The lawyer claims Trinity Health has launched a “stunning” smear campaign against Husel

Jamie Ostroff and Maeve Walsh

3 hours ago

COLUMBUS, Ohio (WCMH) — In the wake of a series of wrongful death charges against Mount Carmel Health System over a former doctor’s use of powerful painkillers on dying patients, the hospital’s parent company had one question on its mind: who to paint as the villain .

Columbus attorney Robert Lundy, on behalf of his client and former Mount Carmel doctor William Huessel, filed a 55-page lawsuit in federal court last week accusing the hospital’s parent company, Trinity Health, of maliciously persecuting the suspended ICU doctor as part of an orchestrated effort to protect the Michigan-based health giant’s reputation.


“For years, there was only one story, and it went unchallenged because it came from institutions that had incredible, inherent cultural authority to say what they said and get people to believe them,” Lundy said in an interview with NBC4.

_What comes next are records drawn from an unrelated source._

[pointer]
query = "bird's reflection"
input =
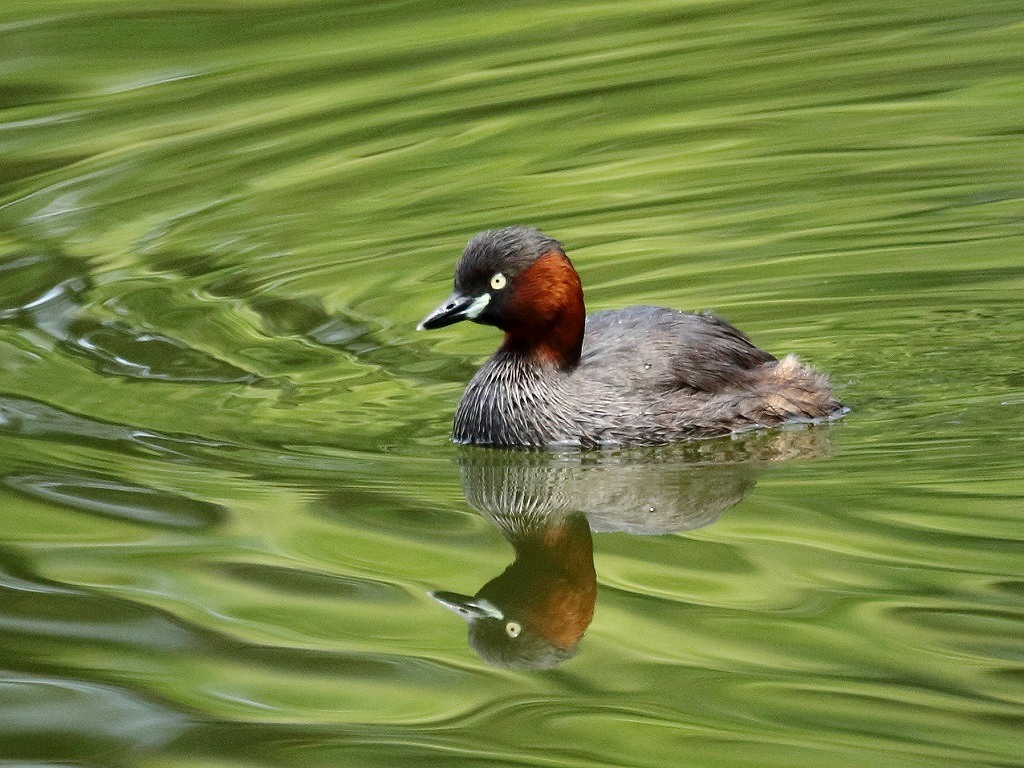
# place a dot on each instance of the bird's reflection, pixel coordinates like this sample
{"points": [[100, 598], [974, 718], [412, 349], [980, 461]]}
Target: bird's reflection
{"points": [[546, 505]]}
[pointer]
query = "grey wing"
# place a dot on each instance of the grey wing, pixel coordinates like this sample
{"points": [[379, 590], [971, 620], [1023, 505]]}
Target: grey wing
{"points": [[655, 349]]}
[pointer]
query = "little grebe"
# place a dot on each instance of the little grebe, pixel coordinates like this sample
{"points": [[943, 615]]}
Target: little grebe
{"points": [[638, 376]]}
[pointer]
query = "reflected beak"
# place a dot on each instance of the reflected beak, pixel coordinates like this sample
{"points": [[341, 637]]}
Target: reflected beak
{"points": [[468, 607], [455, 308]]}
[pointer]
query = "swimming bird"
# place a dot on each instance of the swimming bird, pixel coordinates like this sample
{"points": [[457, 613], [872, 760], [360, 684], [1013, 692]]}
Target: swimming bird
{"points": [[639, 376]]}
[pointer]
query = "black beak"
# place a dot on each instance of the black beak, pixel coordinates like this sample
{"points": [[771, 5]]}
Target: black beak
{"points": [[468, 607], [453, 309]]}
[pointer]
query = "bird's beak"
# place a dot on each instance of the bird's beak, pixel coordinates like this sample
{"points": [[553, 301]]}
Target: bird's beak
{"points": [[468, 607], [455, 308]]}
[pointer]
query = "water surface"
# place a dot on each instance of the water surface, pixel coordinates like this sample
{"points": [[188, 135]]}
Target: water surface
{"points": [[226, 483]]}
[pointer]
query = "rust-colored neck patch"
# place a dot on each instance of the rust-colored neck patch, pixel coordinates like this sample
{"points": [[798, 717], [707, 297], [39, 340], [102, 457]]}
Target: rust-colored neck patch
{"points": [[546, 314]]}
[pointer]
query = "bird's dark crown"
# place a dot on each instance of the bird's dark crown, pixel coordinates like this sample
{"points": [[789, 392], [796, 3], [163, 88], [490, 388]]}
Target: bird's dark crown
{"points": [[509, 251]]}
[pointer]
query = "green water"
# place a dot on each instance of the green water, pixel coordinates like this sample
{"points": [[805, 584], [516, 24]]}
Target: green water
{"points": [[226, 482]]}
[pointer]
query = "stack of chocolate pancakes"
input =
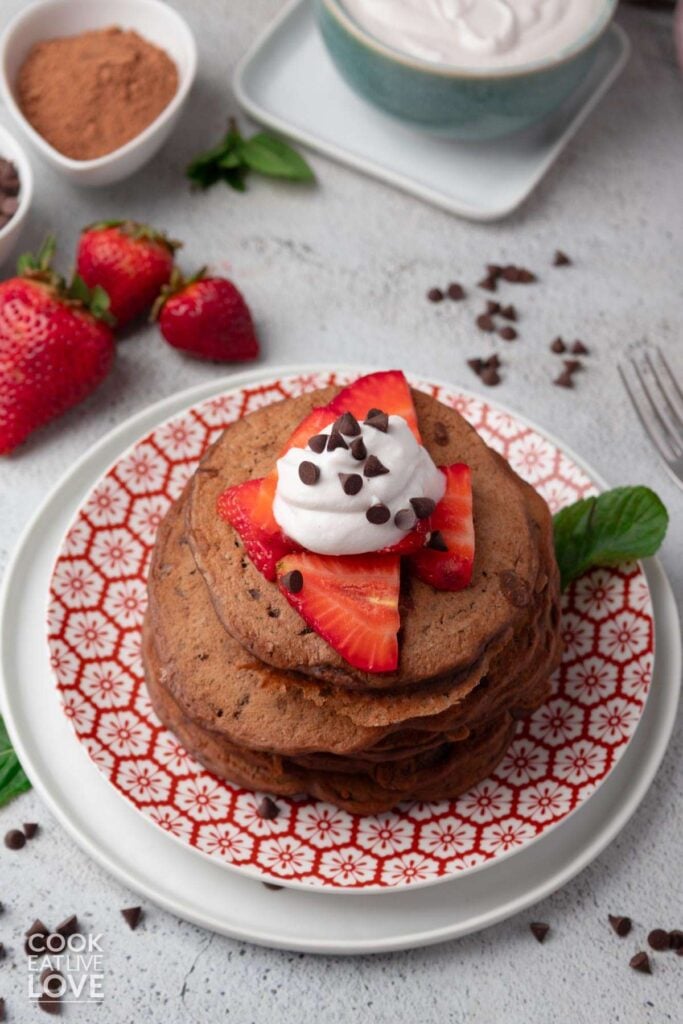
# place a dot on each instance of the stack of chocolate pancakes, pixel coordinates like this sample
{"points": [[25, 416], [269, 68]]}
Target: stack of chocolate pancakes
{"points": [[262, 700]]}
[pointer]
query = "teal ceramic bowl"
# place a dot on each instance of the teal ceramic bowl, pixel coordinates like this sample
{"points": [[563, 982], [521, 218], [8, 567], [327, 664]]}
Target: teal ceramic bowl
{"points": [[459, 102]]}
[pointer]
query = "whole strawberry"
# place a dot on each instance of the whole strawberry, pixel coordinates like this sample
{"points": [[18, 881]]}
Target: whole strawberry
{"points": [[55, 346], [131, 261], [208, 317]]}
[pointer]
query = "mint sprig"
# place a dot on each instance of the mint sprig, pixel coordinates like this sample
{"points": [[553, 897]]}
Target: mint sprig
{"points": [[619, 525], [12, 777], [235, 157]]}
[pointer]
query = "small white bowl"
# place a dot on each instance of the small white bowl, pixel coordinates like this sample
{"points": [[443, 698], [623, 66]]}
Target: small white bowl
{"points": [[9, 235], [49, 18]]}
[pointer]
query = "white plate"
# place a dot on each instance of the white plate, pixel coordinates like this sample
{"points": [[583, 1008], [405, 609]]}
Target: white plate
{"points": [[181, 881], [288, 82]]}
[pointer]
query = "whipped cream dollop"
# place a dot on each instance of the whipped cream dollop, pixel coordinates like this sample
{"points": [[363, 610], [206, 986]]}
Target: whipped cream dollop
{"points": [[476, 33], [356, 486]]}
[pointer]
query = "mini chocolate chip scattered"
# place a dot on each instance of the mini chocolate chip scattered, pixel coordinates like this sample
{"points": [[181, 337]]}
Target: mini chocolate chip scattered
{"points": [[641, 962], [485, 323], [539, 930], [132, 915], [336, 440], [378, 514], [309, 473], [423, 507], [351, 482], [379, 421], [358, 450], [658, 939], [374, 467], [404, 519], [621, 925], [292, 581], [440, 433], [348, 425], [267, 809], [14, 839], [316, 442]]}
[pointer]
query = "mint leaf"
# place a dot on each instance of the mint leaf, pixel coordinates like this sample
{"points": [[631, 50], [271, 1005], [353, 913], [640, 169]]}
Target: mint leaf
{"points": [[272, 157], [619, 525], [12, 778]]}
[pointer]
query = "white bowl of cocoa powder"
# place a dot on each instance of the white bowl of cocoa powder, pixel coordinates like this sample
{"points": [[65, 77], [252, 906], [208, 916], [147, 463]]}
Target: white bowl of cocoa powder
{"points": [[96, 85]]}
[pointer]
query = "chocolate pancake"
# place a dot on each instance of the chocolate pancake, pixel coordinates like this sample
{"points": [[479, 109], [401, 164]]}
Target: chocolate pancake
{"points": [[443, 634]]}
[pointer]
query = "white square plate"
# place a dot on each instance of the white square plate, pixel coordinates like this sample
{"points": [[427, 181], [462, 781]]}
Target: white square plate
{"points": [[288, 82]]}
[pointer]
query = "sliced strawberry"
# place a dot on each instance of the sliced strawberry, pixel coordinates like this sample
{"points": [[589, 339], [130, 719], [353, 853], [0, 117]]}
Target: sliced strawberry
{"points": [[351, 602], [248, 507], [453, 528], [387, 390]]}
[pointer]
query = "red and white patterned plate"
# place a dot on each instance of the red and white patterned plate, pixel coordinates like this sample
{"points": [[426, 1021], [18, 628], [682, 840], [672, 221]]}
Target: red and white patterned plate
{"points": [[557, 759]]}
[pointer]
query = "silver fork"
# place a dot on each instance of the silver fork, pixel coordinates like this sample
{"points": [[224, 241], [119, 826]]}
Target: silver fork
{"points": [[657, 400]]}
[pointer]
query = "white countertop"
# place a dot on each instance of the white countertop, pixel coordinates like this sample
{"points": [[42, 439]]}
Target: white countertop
{"points": [[339, 273]]}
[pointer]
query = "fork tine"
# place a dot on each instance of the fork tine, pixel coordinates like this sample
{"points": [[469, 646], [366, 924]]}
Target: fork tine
{"points": [[672, 439], [645, 423]]}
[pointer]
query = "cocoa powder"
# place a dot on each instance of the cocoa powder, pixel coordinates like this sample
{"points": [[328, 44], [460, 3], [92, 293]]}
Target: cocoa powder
{"points": [[89, 94]]}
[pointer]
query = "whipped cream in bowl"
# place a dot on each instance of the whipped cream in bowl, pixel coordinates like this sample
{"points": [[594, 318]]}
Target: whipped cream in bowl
{"points": [[356, 487]]}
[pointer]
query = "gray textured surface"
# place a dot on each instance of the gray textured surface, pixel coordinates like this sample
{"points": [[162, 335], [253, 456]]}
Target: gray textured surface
{"points": [[339, 273]]}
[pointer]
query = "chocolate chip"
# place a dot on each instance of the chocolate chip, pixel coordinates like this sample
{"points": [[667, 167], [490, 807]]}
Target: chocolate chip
{"points": [[374, 467], [539, 930], [440, 433], [14, 839], [347, 424], [515, 590], [641, 962], [560, 258], [309, 473], [351, 482], [49, 1004], [423, 507], [132, 914], [292, 581], [267, 809], [658, 939], [68, 927], [336, 440], [621, 925], [378, 514], [317, 442], [404, 519], [564, 380], [491, 376], [358, 450], [378, 420], [485, 323]]}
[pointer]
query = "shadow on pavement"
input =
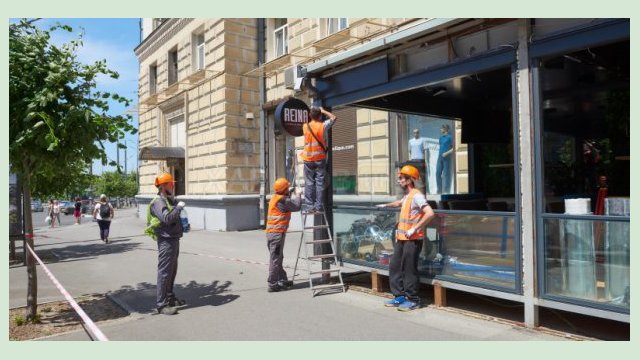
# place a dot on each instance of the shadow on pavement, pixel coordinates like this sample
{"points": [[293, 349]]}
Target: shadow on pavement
{"points": [[142, 298], [86, 251]]}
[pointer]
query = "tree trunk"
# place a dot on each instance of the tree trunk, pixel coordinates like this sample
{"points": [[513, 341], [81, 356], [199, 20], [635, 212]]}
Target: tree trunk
{"points": [[32, 276]]}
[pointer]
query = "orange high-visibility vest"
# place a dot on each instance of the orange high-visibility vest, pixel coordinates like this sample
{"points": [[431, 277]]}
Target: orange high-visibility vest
{"points": [[407, 221], [312, 150], [277, 221]]}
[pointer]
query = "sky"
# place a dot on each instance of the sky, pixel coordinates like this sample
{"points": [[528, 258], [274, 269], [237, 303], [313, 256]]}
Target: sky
{"points": [[113, 40]]}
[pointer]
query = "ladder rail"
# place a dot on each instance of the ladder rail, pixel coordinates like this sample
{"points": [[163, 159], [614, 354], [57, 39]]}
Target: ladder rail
{"points": [[322, 259]]}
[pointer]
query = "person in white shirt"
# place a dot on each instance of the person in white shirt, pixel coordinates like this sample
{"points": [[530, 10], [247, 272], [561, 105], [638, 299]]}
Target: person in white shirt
{"points": [[417, 147], [103, 212]]}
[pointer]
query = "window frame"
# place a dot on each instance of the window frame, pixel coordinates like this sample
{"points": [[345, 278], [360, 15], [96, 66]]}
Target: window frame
{"points": [[285, 45]]}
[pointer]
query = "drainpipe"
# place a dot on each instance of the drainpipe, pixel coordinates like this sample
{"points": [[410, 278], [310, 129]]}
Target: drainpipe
{"points": [[260, 22]]}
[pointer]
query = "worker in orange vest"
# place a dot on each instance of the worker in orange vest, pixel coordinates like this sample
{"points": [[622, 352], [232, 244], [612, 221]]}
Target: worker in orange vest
{"points": [[280, 207], [403, 266], [314, 155]]}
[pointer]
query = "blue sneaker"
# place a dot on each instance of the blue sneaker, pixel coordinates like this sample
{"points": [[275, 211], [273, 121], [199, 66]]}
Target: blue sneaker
{"points": [[395, 302], [408, 305]]}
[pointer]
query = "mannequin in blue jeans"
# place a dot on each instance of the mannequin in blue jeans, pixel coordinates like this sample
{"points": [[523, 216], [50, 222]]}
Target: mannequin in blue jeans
{"points": [[443, 166]]}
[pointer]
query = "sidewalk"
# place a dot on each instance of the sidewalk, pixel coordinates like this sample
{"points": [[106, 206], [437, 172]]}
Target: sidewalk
{"points": [[222, 276]]}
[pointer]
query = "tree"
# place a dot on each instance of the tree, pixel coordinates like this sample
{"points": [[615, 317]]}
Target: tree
{"points": [[58, 120], [114, 184]]}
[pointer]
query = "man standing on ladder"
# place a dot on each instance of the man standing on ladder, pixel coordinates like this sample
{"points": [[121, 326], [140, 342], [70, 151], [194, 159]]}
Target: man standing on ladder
{"points": [[403, 267], [314, 156], [280, 207]]}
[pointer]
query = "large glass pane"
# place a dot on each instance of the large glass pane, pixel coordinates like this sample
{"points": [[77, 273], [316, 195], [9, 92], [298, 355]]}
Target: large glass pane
{"points": [[586, 136], [588, 260], [586, 172], [479, 248], [466, 248]]}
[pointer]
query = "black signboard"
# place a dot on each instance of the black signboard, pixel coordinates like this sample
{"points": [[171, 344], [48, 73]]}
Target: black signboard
{"points": [[291, 115]]}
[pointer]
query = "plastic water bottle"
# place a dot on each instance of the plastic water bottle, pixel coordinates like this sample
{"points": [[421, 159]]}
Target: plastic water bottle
{"points": [[184, 219]]}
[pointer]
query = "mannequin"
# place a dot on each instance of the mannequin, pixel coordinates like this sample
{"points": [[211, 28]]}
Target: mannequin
{"points": [[417, 149], [443, 166]]}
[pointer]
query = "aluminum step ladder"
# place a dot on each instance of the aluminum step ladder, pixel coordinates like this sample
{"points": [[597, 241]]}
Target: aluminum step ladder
{"points": [[321, 268]]}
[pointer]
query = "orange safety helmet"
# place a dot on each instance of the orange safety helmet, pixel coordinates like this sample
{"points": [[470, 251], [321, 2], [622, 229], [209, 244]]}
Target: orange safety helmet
{"points": [[163, 179], [410, 171], [281, 185]]}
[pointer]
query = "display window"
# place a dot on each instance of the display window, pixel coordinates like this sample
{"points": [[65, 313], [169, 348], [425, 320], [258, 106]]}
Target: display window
{"points": [[585, 147]]}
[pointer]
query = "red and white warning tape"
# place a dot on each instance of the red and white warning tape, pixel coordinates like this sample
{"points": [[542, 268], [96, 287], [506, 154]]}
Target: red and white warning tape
{"points": [[88, 322]]}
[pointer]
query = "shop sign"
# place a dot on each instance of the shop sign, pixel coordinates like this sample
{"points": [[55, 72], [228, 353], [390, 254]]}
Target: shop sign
{"points": [[291, 115]]}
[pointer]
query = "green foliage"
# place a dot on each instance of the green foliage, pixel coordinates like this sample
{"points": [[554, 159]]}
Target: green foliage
{"points": [[115, 184], [58, 121]]}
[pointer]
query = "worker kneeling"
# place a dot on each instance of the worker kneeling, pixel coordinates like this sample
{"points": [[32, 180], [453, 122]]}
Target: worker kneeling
{"points": [[280, 207]]}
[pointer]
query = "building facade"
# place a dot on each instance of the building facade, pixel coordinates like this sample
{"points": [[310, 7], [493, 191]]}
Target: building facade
{"points": [[197, 117], [519, 127]]}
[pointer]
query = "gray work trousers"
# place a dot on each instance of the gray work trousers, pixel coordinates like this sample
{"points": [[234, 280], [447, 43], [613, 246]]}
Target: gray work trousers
{"points": [[314, 184], [404, 278], [275, 244], [168, 250]]}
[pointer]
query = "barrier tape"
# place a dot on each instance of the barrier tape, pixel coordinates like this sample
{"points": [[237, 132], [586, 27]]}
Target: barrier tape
{"points": [[88, 322]]}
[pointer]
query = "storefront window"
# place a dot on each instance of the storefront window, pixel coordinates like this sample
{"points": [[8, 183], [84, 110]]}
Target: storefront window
{"points": [[586, 173]]}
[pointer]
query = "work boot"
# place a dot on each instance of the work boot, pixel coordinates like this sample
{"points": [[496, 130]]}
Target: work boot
{"points": [[167, 310], [173, 302]]}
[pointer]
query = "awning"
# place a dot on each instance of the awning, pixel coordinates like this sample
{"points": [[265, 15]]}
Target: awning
{"points": [[160, 153]]}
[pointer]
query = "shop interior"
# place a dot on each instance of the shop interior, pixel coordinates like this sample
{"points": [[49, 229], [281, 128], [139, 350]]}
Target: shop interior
{"points": [[480, 248], [480, 105]]}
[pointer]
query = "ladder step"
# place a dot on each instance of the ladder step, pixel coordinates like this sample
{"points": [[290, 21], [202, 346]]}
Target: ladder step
{"points": [[324, 271], [327, 286], [306, 213], [321, 241], [324, 256]]}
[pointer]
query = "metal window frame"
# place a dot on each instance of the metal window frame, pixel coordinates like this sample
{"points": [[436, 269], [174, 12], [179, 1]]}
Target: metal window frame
{"points": [[601, 34]]}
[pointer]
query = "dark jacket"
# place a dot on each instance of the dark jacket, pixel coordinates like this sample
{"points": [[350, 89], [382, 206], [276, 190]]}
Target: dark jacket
{"points": [[170, 226]]}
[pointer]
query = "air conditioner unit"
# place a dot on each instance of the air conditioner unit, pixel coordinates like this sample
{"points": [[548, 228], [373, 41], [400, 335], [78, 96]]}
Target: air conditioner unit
{"points": [[293, 77]]}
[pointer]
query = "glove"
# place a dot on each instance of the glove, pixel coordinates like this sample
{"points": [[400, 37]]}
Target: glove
{"points": [[411, 231]]}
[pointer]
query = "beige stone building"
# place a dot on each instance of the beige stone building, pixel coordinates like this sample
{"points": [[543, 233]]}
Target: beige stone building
{"points": [[513, 124], [198, 114]]}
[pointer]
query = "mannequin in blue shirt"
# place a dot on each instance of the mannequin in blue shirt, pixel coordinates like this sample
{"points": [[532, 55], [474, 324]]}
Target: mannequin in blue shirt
{"points": [[443, 166]]}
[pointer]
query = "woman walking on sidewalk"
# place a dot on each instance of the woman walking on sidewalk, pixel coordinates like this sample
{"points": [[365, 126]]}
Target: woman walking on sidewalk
{"points": [[103, 212]]}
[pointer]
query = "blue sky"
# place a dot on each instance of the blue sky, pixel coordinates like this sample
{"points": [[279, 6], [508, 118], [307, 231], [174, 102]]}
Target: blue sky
{"points": [[113, 40]]}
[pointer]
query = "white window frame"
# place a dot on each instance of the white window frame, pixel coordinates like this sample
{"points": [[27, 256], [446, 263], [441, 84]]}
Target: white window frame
{"points": [[153, 79], [177, 132], [284, 48], [338, 23], [172, 67]]}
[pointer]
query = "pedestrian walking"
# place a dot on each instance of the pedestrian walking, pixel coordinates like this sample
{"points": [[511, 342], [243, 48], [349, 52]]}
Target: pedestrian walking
{"points": [[280, 207], [403, 267], [103, 213], [77, 211], [50, 214], [164, 226], [314, 155]]}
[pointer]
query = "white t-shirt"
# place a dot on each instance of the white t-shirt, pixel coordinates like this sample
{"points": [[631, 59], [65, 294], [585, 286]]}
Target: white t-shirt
{"points": [[97, 208], [416, 148], [419, 201]]}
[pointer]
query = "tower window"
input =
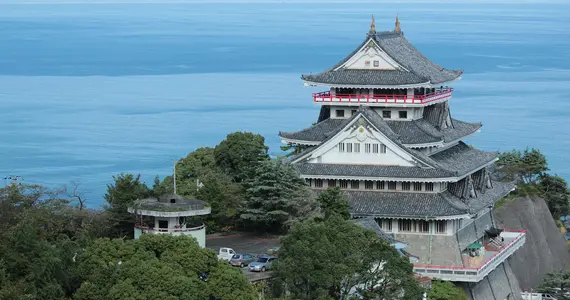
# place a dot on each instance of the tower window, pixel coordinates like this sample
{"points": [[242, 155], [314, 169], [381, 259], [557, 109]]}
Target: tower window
{"points": [[318, 183], [354, 184], [417, 186]]}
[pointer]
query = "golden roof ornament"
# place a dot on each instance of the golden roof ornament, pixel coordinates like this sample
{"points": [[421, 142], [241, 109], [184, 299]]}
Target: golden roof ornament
{"points": [[397, 28], [372, 30]]}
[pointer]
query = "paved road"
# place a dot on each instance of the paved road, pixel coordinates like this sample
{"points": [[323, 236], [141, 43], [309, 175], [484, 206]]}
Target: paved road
{"points": [[244, 243]]}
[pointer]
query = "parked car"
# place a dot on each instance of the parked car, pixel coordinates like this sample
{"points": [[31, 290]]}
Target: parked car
{"points": [[226, 253], [241, 260], [262, 264]]}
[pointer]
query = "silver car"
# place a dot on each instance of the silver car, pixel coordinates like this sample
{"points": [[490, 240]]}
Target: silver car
{"points": [[262, 264]]}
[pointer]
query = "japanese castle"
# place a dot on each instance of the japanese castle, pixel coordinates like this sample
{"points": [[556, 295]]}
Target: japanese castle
{"points": [[386, 136]]}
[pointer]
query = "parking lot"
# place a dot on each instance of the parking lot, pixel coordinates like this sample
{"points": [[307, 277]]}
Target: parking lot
{"points": [[244, 243]]}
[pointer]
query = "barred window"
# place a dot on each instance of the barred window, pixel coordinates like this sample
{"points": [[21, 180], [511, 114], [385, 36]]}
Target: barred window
{"points": [[354, 184], [318, 183], [440, 227], [417, 186], [380, 185]]}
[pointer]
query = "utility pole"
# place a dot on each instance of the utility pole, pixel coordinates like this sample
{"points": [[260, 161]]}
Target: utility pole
{"points": [[174, 176]]}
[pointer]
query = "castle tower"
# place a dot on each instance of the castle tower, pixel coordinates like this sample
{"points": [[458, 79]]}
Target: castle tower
{"points": [[386, 136]]}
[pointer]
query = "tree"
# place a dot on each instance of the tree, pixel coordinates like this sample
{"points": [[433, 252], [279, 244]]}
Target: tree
{"points": [[125, 189], [557, 284], [276, 197], [332, 202], [157, 267], [341, 260], [445, 290], [527, 165], [555, 193], [240, 153]]}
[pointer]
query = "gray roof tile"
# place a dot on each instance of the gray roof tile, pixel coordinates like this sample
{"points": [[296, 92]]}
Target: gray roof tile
{"points": [[462, 159]]}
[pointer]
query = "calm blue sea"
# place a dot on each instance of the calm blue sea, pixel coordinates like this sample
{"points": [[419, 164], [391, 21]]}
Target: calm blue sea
{"points": [[91, 90]]}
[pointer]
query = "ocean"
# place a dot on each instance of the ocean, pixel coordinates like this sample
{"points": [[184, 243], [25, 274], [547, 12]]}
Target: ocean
{"points": [[88, 91]]}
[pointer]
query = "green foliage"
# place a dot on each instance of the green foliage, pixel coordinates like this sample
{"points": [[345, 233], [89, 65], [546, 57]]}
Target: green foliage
{"points": [[239, 154], [125, 189], [332, 202], [325, 260], [527, 165], [157, 267], [555, 193], [557, 284], [445, 290], [276, 197]]}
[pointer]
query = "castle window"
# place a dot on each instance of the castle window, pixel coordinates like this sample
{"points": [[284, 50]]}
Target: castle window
{"points": [[417, 186], [318, 183], [356, 147], [405, 225], [380, 185], [385, 224], [440, 227], [354, 184]]}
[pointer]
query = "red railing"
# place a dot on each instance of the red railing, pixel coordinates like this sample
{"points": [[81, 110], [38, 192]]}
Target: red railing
{"points": [[170, 229], [485, 263], [324, 97]]}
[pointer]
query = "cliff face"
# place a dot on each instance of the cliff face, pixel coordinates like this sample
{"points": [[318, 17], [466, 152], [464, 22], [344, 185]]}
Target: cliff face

About a year ago, a Franklin County jury found Huzel not guilty of 14 counts of murder when he administered large doses of fentanyl to critically ill patients from 2015 to 2018. Prosecutors say Huzel’s use of the painkiller hastened or caused the deaths of his patients, while his defenders argued that he provided comfortable care to dying patients.

But before Husel appeared in court, Landy said Trinity Health used what he called misleading and “mind-boggling” messages to save face and smear the 47-year-old doctor instead.

An internal strategy document from December 2018 asked the hospital’s top executives to pick a “villain” from the narrative, and then-Trinity Health CEO Ed Lamb chose Hussell as the “primary” villain, according to copies provided by Lundy.

A separate email circulated between Trinity Health executives and their outside public relations team read: “If Dr. Hussell and all the nurses are charged … it lessens the blow to Mount Carmel and Trinity Health.”

“They talked about the value of Mount Carmel and Trinity that would come from indictments — specifically saying that the indictments would be helpful in supporting Mount Carmel and Trinity’s message,” Lundy said. “I have been a lawyer for 20 years. I have never seen anything like it.”

The lawsuit also alleges that the hospital’s reports — which suggested some of Husel’s patients might be alive if it weren’t for the pain medication — were misleading.

Landy cited a 2019 draft media statement that “the deterioration in these patients … may have been related to a complication of the previous care they received.”

“But by the time it was announced until February 22nd, any suggestion that this was related to what happened to these patients before they got to the ICU was just dropped,” Lundy said.

A spokesman for Trinity Health called the allegations “baseless,” adding that the hospital system “will address the matter as appropriate through the legal process.” She declined further comment.

Landy said he still agrees with the Franklin County District Attorney’s decision to file charges against Hussell as early as 2019 — based on the information provided by the hospital. He also agrees with the tens of millions of dollars in settlement money paid out by Mount Carmel to the families of Husel’s patients, though he believes those cases don’t tell the whole story.

Hussel remains unemployed and without a license to practice medicine.